7. Highlight and quick-count ‘hot’-listed items to improve stock planning
Best-selling items can sell out quickly, especially with the continual push for holiday discounting. A good part of low-risk, rapid replenish plans is starting and maintaining a high level of on-hand accuracy for these items.
8. Solidify supplier relationships through collaboration
Implementing supplier relationship management (SRM) tools or using technology to integrate procure-to-pay and order-to-cash systems from both parties can lead to better planning and collaborative capabilities across all departments. Suppliers have better insight to meet the forecast and every member of the supply chain can produce faster fulfillment, increased regulatory compliance and higher customer satisfaction.

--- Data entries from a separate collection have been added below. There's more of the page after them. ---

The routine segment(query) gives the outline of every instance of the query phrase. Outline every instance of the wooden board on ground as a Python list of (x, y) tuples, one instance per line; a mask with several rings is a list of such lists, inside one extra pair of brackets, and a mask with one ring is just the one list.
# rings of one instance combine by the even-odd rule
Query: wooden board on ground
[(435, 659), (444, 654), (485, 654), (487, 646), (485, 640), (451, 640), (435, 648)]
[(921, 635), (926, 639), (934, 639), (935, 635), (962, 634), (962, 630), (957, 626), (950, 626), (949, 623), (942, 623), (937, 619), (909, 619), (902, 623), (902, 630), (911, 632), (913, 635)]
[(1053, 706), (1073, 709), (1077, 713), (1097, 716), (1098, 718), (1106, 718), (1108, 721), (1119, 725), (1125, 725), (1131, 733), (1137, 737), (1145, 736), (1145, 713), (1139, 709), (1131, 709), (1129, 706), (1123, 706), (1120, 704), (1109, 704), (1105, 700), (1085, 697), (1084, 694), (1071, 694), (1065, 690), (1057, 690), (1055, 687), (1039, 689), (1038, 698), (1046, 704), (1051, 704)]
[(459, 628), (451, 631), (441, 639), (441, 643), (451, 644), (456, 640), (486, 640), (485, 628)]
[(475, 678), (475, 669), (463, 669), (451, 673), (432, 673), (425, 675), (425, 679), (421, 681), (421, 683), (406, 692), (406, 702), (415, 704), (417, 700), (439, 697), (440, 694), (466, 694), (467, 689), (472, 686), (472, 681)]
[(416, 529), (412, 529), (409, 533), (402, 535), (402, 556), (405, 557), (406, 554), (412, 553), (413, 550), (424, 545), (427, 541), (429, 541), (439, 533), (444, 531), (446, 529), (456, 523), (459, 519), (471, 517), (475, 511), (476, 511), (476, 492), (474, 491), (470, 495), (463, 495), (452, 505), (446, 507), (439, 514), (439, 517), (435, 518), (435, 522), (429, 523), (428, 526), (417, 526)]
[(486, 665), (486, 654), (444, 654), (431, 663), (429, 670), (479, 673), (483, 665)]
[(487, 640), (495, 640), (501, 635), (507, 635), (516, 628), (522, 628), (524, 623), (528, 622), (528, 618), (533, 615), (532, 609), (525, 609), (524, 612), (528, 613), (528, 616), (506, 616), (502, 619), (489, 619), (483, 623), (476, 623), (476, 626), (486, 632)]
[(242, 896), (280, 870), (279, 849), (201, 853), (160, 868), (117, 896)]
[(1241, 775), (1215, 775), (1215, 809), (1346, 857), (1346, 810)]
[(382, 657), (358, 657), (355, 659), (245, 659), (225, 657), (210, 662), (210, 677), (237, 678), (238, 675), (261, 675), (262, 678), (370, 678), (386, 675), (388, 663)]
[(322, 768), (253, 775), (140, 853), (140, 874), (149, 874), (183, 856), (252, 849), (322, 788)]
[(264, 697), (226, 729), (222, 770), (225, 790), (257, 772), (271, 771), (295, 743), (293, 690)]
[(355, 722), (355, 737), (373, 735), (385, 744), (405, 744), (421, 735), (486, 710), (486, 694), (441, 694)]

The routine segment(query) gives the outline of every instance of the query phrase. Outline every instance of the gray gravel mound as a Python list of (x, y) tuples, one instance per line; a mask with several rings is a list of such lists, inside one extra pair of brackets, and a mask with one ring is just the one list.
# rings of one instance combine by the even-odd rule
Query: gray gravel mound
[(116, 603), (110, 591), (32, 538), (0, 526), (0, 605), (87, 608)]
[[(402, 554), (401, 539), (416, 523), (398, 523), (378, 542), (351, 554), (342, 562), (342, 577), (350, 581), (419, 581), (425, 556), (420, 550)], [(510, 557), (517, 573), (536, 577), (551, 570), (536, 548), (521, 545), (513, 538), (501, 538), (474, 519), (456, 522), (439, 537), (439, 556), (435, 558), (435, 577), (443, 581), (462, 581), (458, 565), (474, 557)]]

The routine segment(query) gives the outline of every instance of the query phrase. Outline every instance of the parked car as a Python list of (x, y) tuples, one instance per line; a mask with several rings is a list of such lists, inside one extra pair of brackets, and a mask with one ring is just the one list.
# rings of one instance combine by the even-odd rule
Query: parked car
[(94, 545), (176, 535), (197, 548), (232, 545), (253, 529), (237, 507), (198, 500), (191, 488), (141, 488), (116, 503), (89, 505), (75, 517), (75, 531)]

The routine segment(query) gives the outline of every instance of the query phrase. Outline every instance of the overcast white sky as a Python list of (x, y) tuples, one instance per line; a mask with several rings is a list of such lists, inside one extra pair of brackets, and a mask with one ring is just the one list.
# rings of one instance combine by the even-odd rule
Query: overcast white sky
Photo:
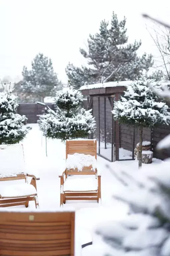
[(79, 52), (86, 47), (89, 33), (98, 31), (101, 20), (110, 20), (114, 11), (125, 15), (129, 42), (141, 39), (139, 54), (155, 53), (145, 28), (146, 12), (169, 20), (167, 0), (0, 0), (0, 78), (11, 82), (22, 78), (24, 65), (30, 68), (42, 52), (52, 59), (55, 71), (67, 82), (65, 68), (69, 61), (85, 63)]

9. Assign a supply chain evangelist to lead the way
A Supply Chain Evangelist — an individual (or team of subject matter experts) who is responsible for coaching employees and helping departments prioritize and streamline the supply chain — can help drive supply chain integration well before the rush. Having an advocate to align supply chain strategy across the organization leads to better performance and agility that might have been previously unattainable.
10. Move to a holistic view of the supply chain
A holistic view looks at the company’s revenue activities and expense activities together into a single, overall system. When companies understand how the supply chain works beyond the transactions, stronger, partner-oriented relationships emerge.
11. Use data-driven insights for better agility and decision-making
Mid-market companies can implement business intelligence (BI) tools for real-time decision-making and insight into critical supply chain functions. Through the proper use of BI and data-driven technology — such as data sharing, tools and reporting — companies can provide operational efficiencies, build stronger relationships with suppliers, and secure better pricing during the holiday rush.
12. Minimize risk with preparation
Last minute delays or disruptions can quickly change an action plan. Prepare for potential disruptions and disasters by evaluating suppliers and establishing cross-functional teams within sourcing and procurement, supply chain, risk management, customer service and finance and management to ensure full visibility into operations and trading partners.
While there are some short term strategies that can enhance performance more immediately, this holiday season is also a good time to start preparing for next year.
Working towards seamless integration between supply chain channels begins by addressing and understanding business operations. By improving with long-term strategies and tackling more immediate priorities, companies can speed time-to-value, lower total cost of ownership and optimize supply chain functionality to meet and exceed customer expectations on a continual basis. Supply chain organizations will find that implementing and fine tuning proven best practices in advance will provide greater strategic value to the business and prevent mishaps that could cast a shadow on the most wonderful time of the year.